Can Metal Alloys be Magnetic?
In most cases, alloys containing materials such as Iron, Cobalt and Nickel will exhibit magnetic qualities or be attractive to a magnetic field - this is usually determined by the ratio of magnetic to non-magnetic ingredients and the alloying process. Common alloys such as Bronze, Pewter or Gun Metal have minimal magnetic material in their structure so they often exhibit almost zero receptiveness to magnetism.
Can you separate stainless steel magnetically?
Some stainless steels are naturally magnetic so will attract a permanent magnet system for collection/recovery.
Likewise, some non-magnetic stainless materials become magnetic when machined or worked, so stainless steel filings/shards may be attracted to magnets (stronger magnets may be required). We can do this with our magnetic filtration systems, for example. if you need help on this, please contact us so we can talk to you about your application to determine how we can best provide you with a magnetic solution.
Can you separate my contamination from my machining fluid?
Possibly. As you will see from the above, it depends on how magnetic the contamination is. If it is magnetic like mild steel, then yes; if it is slightly magnetic we’d need to factor in your application to determine what is possible – if you have this problem we can talk to you about it to determine what we can do for you, including the possibility of trial tests for suitability. Read more about magnetic filtration
How does magnetic behaviour affect pull force?
Ferromagnetic and ferrimagnetic materials react strongly to applied magnetic fields, offering noticeable levels of pull towards the source of the magnetic field. Paramagnetic, diamagnetic and antiferromagnetic materials offer weak interaction forces to the applied magnetic field, often so weakly they are not really noticed. But this isn’t the full story. The magnitude of the applied magnetic field, the size (thickness) and shape of the material the magnetic field is being applied to, air gap between material and magnetic source, environmental conditions (e.g. temperature) and the total magnetic circuit all have an impact. So a very thin mild sheet steel is very likely to offer less pull force than a large slab of mild steel. A small NdFeB disc magnet will probably give less pull than a large NdFeB pot magnet on a large ferritic stainless steel component.

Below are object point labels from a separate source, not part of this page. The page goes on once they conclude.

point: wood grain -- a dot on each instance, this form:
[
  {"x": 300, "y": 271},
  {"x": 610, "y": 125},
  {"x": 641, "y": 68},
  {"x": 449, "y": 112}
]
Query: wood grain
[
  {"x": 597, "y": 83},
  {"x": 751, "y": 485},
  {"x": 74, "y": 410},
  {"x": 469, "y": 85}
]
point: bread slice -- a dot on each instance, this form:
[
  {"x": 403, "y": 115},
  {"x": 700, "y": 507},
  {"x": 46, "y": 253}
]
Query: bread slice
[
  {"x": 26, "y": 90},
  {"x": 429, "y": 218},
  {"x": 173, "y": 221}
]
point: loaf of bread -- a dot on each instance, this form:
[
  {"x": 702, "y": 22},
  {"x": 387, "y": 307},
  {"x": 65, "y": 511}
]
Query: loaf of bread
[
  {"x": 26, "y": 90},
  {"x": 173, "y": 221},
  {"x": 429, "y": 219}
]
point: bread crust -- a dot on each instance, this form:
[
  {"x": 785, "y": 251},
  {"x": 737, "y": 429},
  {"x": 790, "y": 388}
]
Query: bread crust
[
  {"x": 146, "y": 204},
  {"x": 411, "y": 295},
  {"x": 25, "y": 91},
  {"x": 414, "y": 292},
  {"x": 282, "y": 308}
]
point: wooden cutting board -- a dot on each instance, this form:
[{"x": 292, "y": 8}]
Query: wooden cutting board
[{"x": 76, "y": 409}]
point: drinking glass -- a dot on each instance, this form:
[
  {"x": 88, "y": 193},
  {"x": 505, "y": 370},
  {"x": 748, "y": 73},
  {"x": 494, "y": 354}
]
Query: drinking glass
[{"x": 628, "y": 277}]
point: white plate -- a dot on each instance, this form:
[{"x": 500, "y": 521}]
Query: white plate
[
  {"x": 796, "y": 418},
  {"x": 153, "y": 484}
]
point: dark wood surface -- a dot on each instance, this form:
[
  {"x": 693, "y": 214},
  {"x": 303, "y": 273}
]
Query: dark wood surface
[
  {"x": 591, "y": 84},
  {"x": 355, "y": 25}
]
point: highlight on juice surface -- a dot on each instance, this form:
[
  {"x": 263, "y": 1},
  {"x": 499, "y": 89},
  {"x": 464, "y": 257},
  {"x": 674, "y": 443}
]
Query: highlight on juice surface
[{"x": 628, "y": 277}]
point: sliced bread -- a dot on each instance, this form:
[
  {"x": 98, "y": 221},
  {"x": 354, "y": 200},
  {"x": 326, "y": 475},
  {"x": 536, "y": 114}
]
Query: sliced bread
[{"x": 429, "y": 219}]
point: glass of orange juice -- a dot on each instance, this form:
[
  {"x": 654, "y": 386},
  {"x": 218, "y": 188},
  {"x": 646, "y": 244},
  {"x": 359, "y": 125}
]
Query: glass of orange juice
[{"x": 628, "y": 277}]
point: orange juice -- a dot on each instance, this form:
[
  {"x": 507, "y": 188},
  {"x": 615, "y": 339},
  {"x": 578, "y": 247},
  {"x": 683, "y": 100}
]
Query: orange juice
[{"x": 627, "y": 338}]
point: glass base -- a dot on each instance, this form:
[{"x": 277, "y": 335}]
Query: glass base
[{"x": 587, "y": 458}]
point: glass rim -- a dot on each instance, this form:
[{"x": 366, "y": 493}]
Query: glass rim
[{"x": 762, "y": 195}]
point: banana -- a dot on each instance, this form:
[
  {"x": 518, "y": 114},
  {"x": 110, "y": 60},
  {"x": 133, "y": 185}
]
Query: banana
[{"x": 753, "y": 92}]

A pot magnet will give much less pull force as the air gap to the ferromagnetic part increases. Steels with higher magnetic permeability will probably pull stronger to the applied magnetic field. Materials with higher magnetic susceptibility (which is linked to magnetic permeability) will offer increased levels of pull force. So the material type does affect magnetic performance - but so too does the applied magnetic field; the complete system needs to be taken into account. The real world problem is that some materials simply do not have reliable magnetic data (and in some situations no magnetic data exists for some materials). So in a few scenarios, the intended application is such that empirical tests are required to determine likely safe performance – often the magnetic solutions are application specific and we work with the customer to get the best solution for their needs.